Михаил Алексеев - Ивушка неплакучая
— Моя Рыжонка в ярме не будет! Лучше уж зана-лыгайте меня, мне все едино. А ребятишек без молока не оставлю. Можа, твою Орину доить прикажешь?
Бабы захохотали, а дядя Коля, переждав их смех, подбавил своего:
— Э, Катерина, нашла кормилицу! Моя Орина, почитай, годов тридцать уж не доится. Мы с ней давненько отдоились! Ну вот что, бабы, смех смехом, а ведь дело-то сурьезное. Плохо без молока и вам и вашим детишкам — кто ж спорит? А ведь без хлеба — и того хуже.
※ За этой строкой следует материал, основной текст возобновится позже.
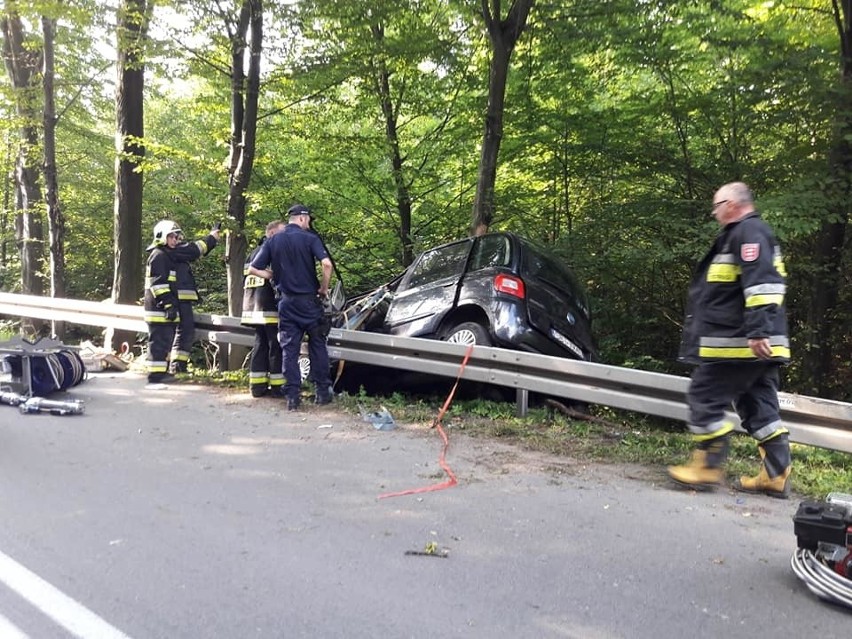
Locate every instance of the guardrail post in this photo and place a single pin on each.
(522, 402)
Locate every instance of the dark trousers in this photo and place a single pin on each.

— Мы и так его не видим, хлеба. В прошлом годе дали по сто грамм отходов на трудодень, а ныне, видно, и их не получим, — не сдавалась Екатерина, — вся надежда на корову да на свой огород. А ты…
— Что я? — гневно перебил дядя Коля, весь он сделался вдруг непривычно колючим, и женщинам даже показалось, что жесткие редкие седые волосы на большой круглой его голове встали дыбом, взъерошились, ощетинились. Повторил свой вопрос еще свирепее: — Что я?! Может, скажете, о себе дядя Коля душой мается, свою корысть блюдет, а?! А кто ваших мужей и сыновей, какие на войне теперь, кормить, обувать да одевать будет? Кто, я тебя спрашиваю, Катерина?! — вгорячах дядя Коля выпалил последние слова и сейчас же осекся, замолчал, конфузливо пряча глаза, ибо слова эти были сейчас более чем некстати. И Катерина не преминула воспользоваться его промашкой:
— Моих теперя ни обувать, ни одевать, пи кормить не надо: все полегли. А малых не дам в трату, горло перегрызу тому, кто сунется с налыгой к моей Рыжонке!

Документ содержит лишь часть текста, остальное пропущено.